From my perspective, the entire point of this feature is to allow
applications to use "the system Tor" (or, at least "some already-running tor") to put their hidden services on.
(Or, looking at it another way, if you don't want to share a tor instance with other applications, you can do that easily today -- you start up a tor, and can use __OwningControllerProcess as you see fit).
The *only* reason that txtorcon by default launches a new tor process for the "onion:" endpoints is because nothing else will work reliably.
I'd very much like the default to be that it adds a new onion using Yawning's API. This will still fall back to "launch a new tor process", but if you know what you're doing you can have a system (or personal) Tor instance running (with cookie authentication) that can have hidden services added and removed from it.

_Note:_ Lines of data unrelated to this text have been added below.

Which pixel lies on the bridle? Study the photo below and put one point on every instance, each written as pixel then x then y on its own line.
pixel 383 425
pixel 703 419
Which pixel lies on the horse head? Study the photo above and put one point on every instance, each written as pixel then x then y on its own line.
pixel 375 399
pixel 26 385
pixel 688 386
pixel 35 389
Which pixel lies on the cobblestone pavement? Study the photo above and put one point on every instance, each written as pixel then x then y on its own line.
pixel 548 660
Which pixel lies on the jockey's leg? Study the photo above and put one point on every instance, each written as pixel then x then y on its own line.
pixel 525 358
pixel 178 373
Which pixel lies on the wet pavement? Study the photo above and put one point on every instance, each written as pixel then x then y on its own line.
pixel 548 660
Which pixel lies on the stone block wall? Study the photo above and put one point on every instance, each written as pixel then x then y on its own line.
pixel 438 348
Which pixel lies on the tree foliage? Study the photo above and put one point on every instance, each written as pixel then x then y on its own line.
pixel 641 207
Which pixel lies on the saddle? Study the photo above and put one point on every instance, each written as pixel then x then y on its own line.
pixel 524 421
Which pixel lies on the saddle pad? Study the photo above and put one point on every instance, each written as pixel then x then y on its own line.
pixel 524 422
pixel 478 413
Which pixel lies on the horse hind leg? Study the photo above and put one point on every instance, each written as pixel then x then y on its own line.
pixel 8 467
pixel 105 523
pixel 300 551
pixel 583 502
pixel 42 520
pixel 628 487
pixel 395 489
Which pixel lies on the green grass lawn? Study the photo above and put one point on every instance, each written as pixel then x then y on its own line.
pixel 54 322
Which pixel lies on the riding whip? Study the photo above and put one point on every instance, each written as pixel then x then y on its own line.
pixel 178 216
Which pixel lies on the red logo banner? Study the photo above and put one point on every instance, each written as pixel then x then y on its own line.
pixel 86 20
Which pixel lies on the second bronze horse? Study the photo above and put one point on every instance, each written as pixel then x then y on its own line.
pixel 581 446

Obviously, this will be a lot faster than launching a new Tor (and less load or DirAuths). As a bonus, Yawning's API is nice and simple (versus SETCONF, which makes it super easy to nuke all the *other* hidden services you configured).
What I would expect of people using this feature is that the process that's "adding the hidden service" is the very same one that's "providing the service"...
(If you're doing something with a separate nginx or whatever process running your hidden-service, than you should know enough to be able to add a couple lines to your torrc and make a normal, "permanent" hidden-service).
So, in that context, if your application code isn't perfect and might sometimes crash, definitely the right thing is to nuke the hidden service. If the app didn't even save its private keys before that happened, well, too bad.
I guess to put another way: I can't see a use-case to keep the hidden- service around if the application that added it went away.